Geplaatst op

Kathedraal Utrecht CS

Mijn grootvader, machinist bij de Nederlandse Spoorwegen tot eind jaren vijftig, moet zich gisteren driemaal omgedraaid hebben in zijn graf, toen de trein die mij van een bezoek aan mijn moeder terugbracht naar Amsterdam bij Driebergen-Zeist stopte en de machinist omriep dat we teruggingen naar station Arnhem omdat de machinist in de trein voor hem ‘een zachte klap’ had gevoeld en vermoedde dat iemand voor zijn trein was gesprongen.

Het lijkt me dat wanneer je als machinist gewoon recht vooruit kijkt – een van de weinige taken van belang die je moet uitvoeren – je heus wel weet of er iemand voor je trein is gesprongen, maar in principe zou dat verhaal kunnen kloppen. Tegen de zijkant van een rijdende trein aanspringen kan toch ook. Het zijn niet de slimste mensen die de weg niet kunnen vinden naar de driftig adverterende levenseindeklinieken.

Dat de gemiddelde Nederlandse passagier minder dom is dan de gemiddelde NS-medewerker bleek al snel, want men liep elkaar onder de voet om uit die stilstaande trein te komen. Ieder voor zich had uitgerekend dat er vanaf Arnhem geen laatste trein meer ging die hen nog diezelfde dag thuis zou kunnen brengen.

Het was immers ook nog eens Eerste Kerstdag.

Je zou denken dat er genoeg kantoorpikken, machinisten en buschauffeurs in het land zijn die een goed excuus konden gebruiken om verlost te worden van een heilig avondje met de schoonfamilie, maar de NS ondernam gewoon helemaal niets. Ondertussen braken er schermutselingen uit tussen mensen die uit die afgeladen trein waren gekomen en probeerden om zich massaal in een reguliere streekbus te vechten.

Dat had ik vaker meegemaakt. Voor mij, als iemand voor wie het onmogelijk is om op twee slechte heupen staande te blijven in een schommelende bus, was dat sowieso geen optie. Dan maar een taxi bellen. Door het jarenlange geblunder van de NS ben ik immers geheel gewend geraakt aan het onderhandelen met taxichauffeurs over langeafstandsritten.

De eerste taxi die ik gebeld had werd geclaimd door een groep Tokkies die beweerden eerder gebeld te hebben, maar ze wilden niet even in hun telefoon laten zien dat dit ook werkelijk zo was.

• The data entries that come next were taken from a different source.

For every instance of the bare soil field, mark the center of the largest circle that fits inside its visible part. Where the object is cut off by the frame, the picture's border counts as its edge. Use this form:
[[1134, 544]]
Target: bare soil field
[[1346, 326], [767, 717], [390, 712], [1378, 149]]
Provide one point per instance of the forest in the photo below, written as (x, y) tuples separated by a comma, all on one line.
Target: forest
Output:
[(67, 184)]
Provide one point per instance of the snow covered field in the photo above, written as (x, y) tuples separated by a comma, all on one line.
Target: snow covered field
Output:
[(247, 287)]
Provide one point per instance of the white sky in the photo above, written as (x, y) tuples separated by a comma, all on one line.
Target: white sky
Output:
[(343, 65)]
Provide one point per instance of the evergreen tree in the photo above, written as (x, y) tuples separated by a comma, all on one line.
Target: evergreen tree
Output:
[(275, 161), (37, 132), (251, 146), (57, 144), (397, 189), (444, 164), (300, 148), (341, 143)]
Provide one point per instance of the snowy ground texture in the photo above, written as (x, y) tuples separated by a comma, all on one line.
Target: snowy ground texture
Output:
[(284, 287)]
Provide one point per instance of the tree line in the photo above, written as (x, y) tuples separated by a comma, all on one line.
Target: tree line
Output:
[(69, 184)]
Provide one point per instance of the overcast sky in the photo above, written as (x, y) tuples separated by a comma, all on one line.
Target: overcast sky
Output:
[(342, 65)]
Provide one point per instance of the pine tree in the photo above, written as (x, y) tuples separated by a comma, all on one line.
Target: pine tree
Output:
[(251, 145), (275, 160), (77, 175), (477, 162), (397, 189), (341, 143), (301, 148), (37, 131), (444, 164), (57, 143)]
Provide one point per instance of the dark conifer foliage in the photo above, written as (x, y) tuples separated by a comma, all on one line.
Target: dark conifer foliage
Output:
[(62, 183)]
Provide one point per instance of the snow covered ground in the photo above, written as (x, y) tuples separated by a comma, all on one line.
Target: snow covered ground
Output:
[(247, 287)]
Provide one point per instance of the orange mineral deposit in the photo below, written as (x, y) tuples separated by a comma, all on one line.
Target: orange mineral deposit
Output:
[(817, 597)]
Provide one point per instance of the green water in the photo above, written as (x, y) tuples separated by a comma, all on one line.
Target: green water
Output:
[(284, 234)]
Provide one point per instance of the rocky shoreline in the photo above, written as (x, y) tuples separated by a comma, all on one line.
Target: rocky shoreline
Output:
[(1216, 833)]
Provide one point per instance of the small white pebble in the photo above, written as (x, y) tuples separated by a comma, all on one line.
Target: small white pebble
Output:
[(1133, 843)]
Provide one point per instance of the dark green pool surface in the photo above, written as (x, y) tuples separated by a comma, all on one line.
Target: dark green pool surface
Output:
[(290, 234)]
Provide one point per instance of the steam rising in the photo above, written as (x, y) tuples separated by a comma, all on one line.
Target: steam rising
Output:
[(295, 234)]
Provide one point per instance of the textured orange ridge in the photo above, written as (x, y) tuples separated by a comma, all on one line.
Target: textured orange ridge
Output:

Twee wat oudere en wat hoerig uitziende dames van middelbare leeftijd hadden inmiddels een passerende automobilist die eruit zag als De Dood van Pierlala tot stilstand gebracht en dusdanig opgegeild met omhelzingen dat zij konden vertrekken. Uit de omlaaggedraaide raampjes van die auto juichend en middelvingers opstekend naar de achterblijvers verdwenen zij uit zicht.

Ik zat ongemakkelijk op de rand van een muurtje dit alles gade te slaan en dacht: Dit is Nederland, dat land dat ik al van kinds af aan niet serieus heb kunnen nemen.

Uiteindelijk kwam onze taxi en de chauffeur zag de menigte mensen die op een taxi stond te wachten en liet zich snel overtuigen om ons niet mee te nemen door een groepje criminele jongeren die met onwerkelijke bedragen fooi begonnen te schermen.

Inmiddels dacht ik: Laat iedereen in godsnaam maar eerst vertrekken, want ik wacht wel op de laatste taxi zodat ik in ieder geval mijn waardigheid kan behouden door geen al te vervelend gedrag te vertonen.

Een half uur later kregen we die taxi. Met een oplichter als chauffeur, maar een kniesoor die daar dan nog een punt van maakt en hij zette ons – na een korte stop zodat onze medepassagiers nog even konden pinnen – af bij Utrecht CS.

Ik was de laatste tijd nog niet op dat station geweest, maar ik keek mijn ogen uit. Een ware kathedraal heeft de immer falende NS daar neergezet. Je zou bijna gaan denken dat de NS haar passagiers serieus neemt. Schiphol steekt bleekjes af bij dat station, maar goed dan ga je de roltrap af naar het perron en vervolgens kom je in een ruimte terecht die eruit ziet als een deel van de oude, Duitse Atlantikwall.

Dan ben je meteen weer terug in de realiteit en weet je weer hoe de jongens en meisjes op de kantoren van de NS écht over passagiers denken.